I guess this is like asking a kid to take a math test without a calculator.

Emily Cohen, head of people and operations at AI coding startup Cognition, made that remark to Business Insider about technical interviews that ban AI use entirely. The calculator analogy has real limits: a calculator does not hallucinate wrong outputs, and it does not produce plausible-looking code that fails on the second edge case. A language model does both.
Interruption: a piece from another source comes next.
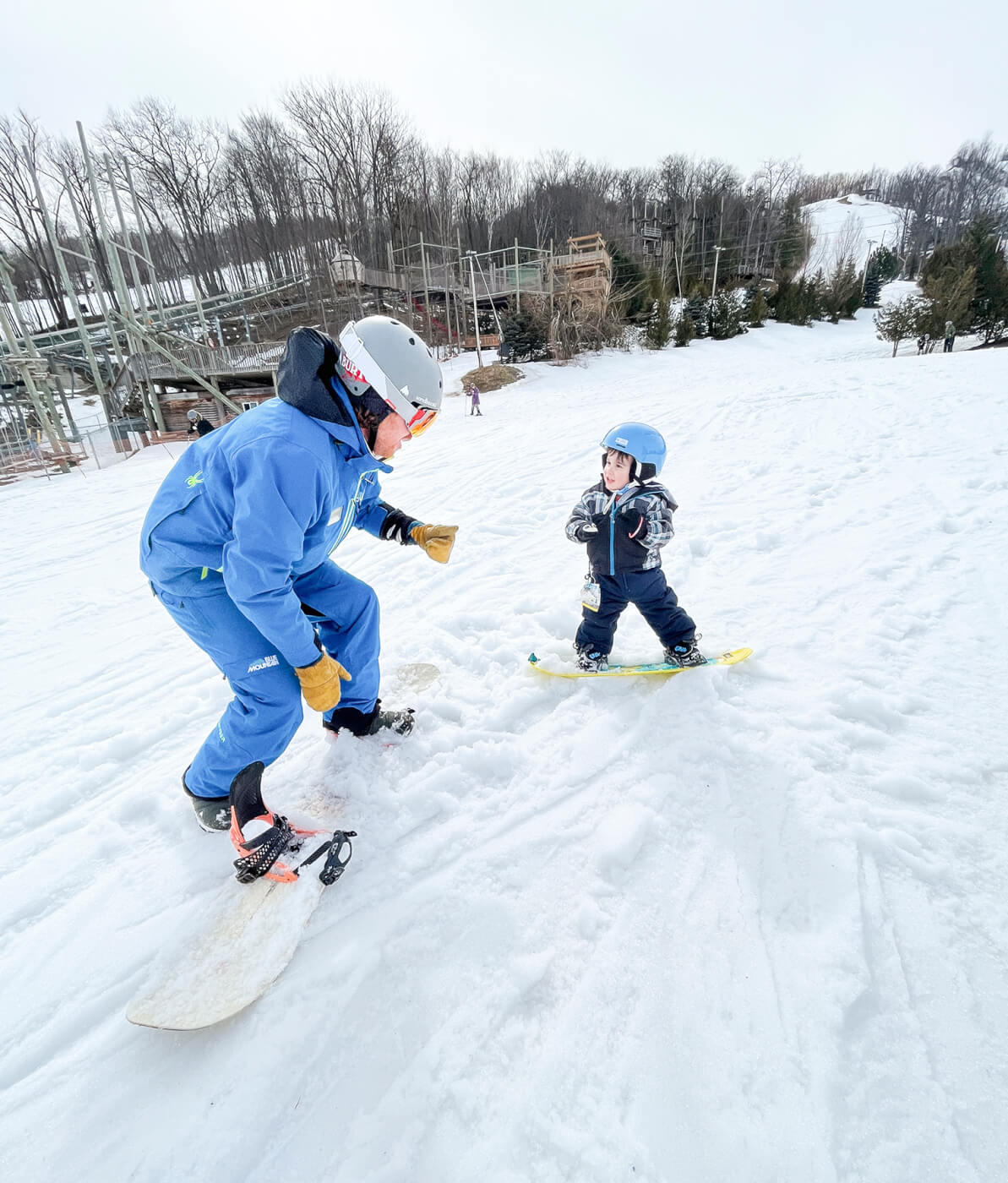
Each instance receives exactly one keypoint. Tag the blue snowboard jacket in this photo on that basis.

The candidate skill this format surfaces is treating AI output with the same skepticism a senior engineer applies to a junior colleague’s pull request: assume it mostly works, test for where it doesn’t, and own the final result regardless.

Meta’s interviewers watch every AI interaction during their version of this round in real time, seeing the exact prompts, responses, and how each candidate handles the output.

The format is built to surface a specific profile: someone who uses the model to generate a first-pass draft, manually tests edge cases, identifies where the output fails, and explains the reasoning behind each correction. If the pilot’s early cohort data connects those behaviors to measurably stronger six-month on-the-job performance, Google’s scale means every major tech employer faces pressure to build similar formats within a year, and the single-model requirement becomes the template rather than the outlier. If the data is thin, or the format proves easier to game than the rubric anticipates, the whiteboard era ends not with a clean new benchmark but with a prolonged argument over what engineering skill means when the tools change faster than the hiring processes designed to measure them.